The Town of Slave Lake held its first annual (it hopes) ‘State of the Lake’ economic development brainstorming luncheon on April 5.
Held at the Legacy Centre, it brought together reps from the oil and gas and forestry industries, Northern Lakes College and the town to make presentations and answer questions. Not on the agenda, but added as a bonus at the end of the program, were three political speeches.
In her opening remarks, Slave Lake’s mayor-elect Francesca Ward talked about the creation of the town’s economic development department. Its priorities include efforts to attract new business, to support existing business and to promote tourism. Anyone wanting to participate in the new economic development advisory committee, Ward said, should get in touch with economic development officer Jason Swanson.
Speaking first for Northern Lakes College was Michelle Mitchell. She outlined all the ways the college is involved in getting people ready to enter the workforce. Those numbers are up significantly in the past couple of years, with about 12 per cent growth in enrollment both those years, Mitchell said.

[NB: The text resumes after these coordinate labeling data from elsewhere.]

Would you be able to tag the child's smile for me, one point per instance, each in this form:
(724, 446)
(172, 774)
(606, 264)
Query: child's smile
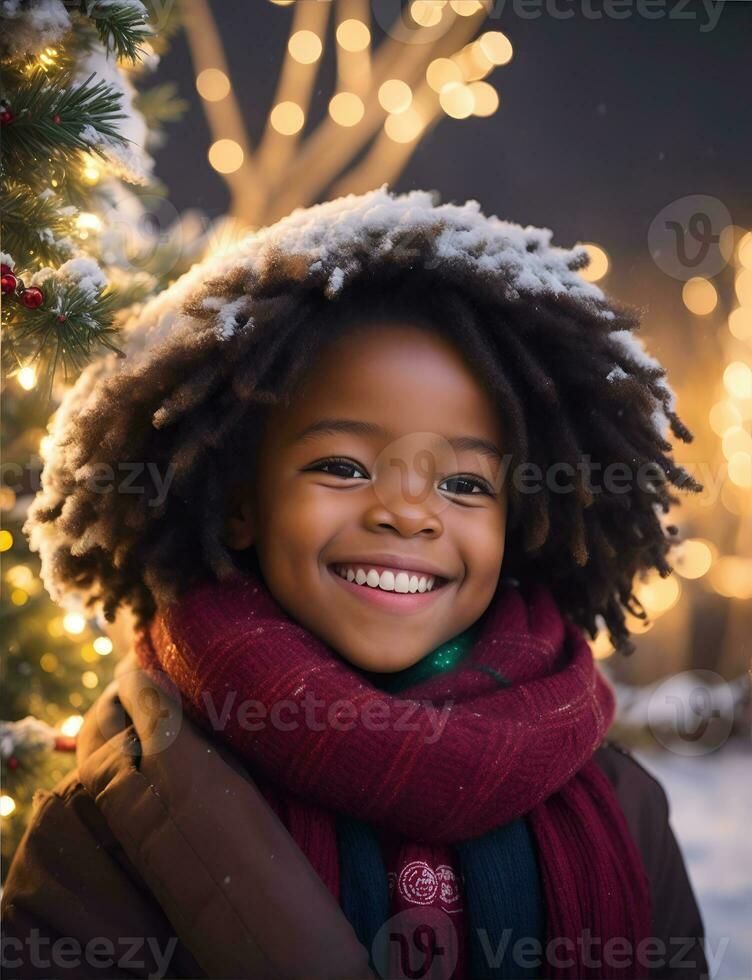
(377, 511)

Amy Saitz of NLC talked about trades training specifically. NLC has full programs for welding, carpentry and electrical, she said, as well as pre-apprenticeship training in others. The college is open to bringing on other courses. She gave the example of firefighter training, which was a request from the regional fire department. By teaming up with Lakeland College, the training was arranged.
“Don’t be afraid to reach out,” Saitz said.
One program that hasn’t worked out yet, Mitchell said in response to a question from the audience, is cook training. The new campus in High Prairie has the facilities, but so far not enough people have shown an interest to run a program. The college is hoping that changes.
In other programs, the demand is very high. The limiting factor in many cases, Mitchell said, is finding enough practicum placements for students with employers in the area. If you can take any students on for periods of practical training, please let us know, she said.
Aspen Dudzic of the Alberta Forest Products Association took the mic next and spoke about the economic impact of the industry, provincially and regionally. Needless to say, it’s big!
Slave Lake is not like most other forest industry towns, she said. With four mills, it’s quite unusual.
Dudzic talked about the high standards maintained in reforestation, and about innovation that is improving the prospects for the industry. Examples are advances in ‘engineered’ wood products, expanding the range of uses for them; another is the production of energy from wood waste.
Finding workers is a big challenge for the industry, Dudzic said; so is unreliable access to rail transportation.
Oil and gas
Kevin Screen of Tamarack Valley Energy talked about how good the times are for the company these days, with the price of a barrel of oil pretty high, and production increasing in the Clearwater Formation, east and north of Slave Lake. Tamarack plans $250 million in capital spending in the area this year, plus a few tens of millions more in operational. It has 38 full-time employees in its Nipisi and Marten Hills operations, all of whom live in or around Slave Lake.
Screen estimates the total oilfield investment in the area could easily be as high as $10 billion.
A question from the audience was about the shortage of affordable housing and industrial land. This makes it tough to attract workers and new businesses, he said.
Responding, Ward spoke about the town’s recent efforts to find ways of stimulating development at the Fournier Place subdivision. On the industrial land side, she said it’s tough because there isn’t that much land for development, but the town is talking with the M.D. of Lesser Slave River about opening up new lands for industrial lots.
The town’s economic development officer, Jason Swanson, picked up on that topic. He added the town and M.D. are getting a market and fiscal analysis done on industrial land, so as to find out “where we can get the best bang for our buck.”
Attending the meeting were Peace River-Westlock MP Arnold Viersen and Lesser Slave Lake MLA candidates Scott Sinclair of the UCP and Danielle Larivee of the NDP.
Viersen said he plugs northern Alberta as “the promised land,” where people come to find good jobs. He slammed the federal government for its deficit spending and being soft on crime, as well as for its carbon tax.
“Hope is on the way,” Viersen said in conclusion, and predicted a new Conservative government under leader Pierre Poilievre.
Larivee talked about the challenges of attracting people to the region. To do it, she said, attention needs to be paid to improving housing, health care and education. She promised people would be hearing lots more about that from the NDP during the upcoming election campaign.
On the economic development side of things, Larivee praised the oil and gas and forestry industries for their innovation.
“Economic development doesn’t happen by accident,” she said. It takes effort in building relationships, leverage, diversification and so on.
Going last, UCP candidate Scott Sinclair talked about what he sees as the need for people of his generation to step up and give back to their communities. He’s all about practical solutions, Sinclair continued.
If he was to be the minister of anything, it would be of common sense, he said. One thing that means to him is reduction of red tape, lobbying against the federal carbon tax and remote training for people in Indigenous communities.
In his closing remarks, MC Swanson spoke about Slave Lake having recently received its designation under the Rural Renewal Stream, which allows it to recruit foreign workers on behalf of and in collaboration with local employers. Check out the portal on the town website, he said.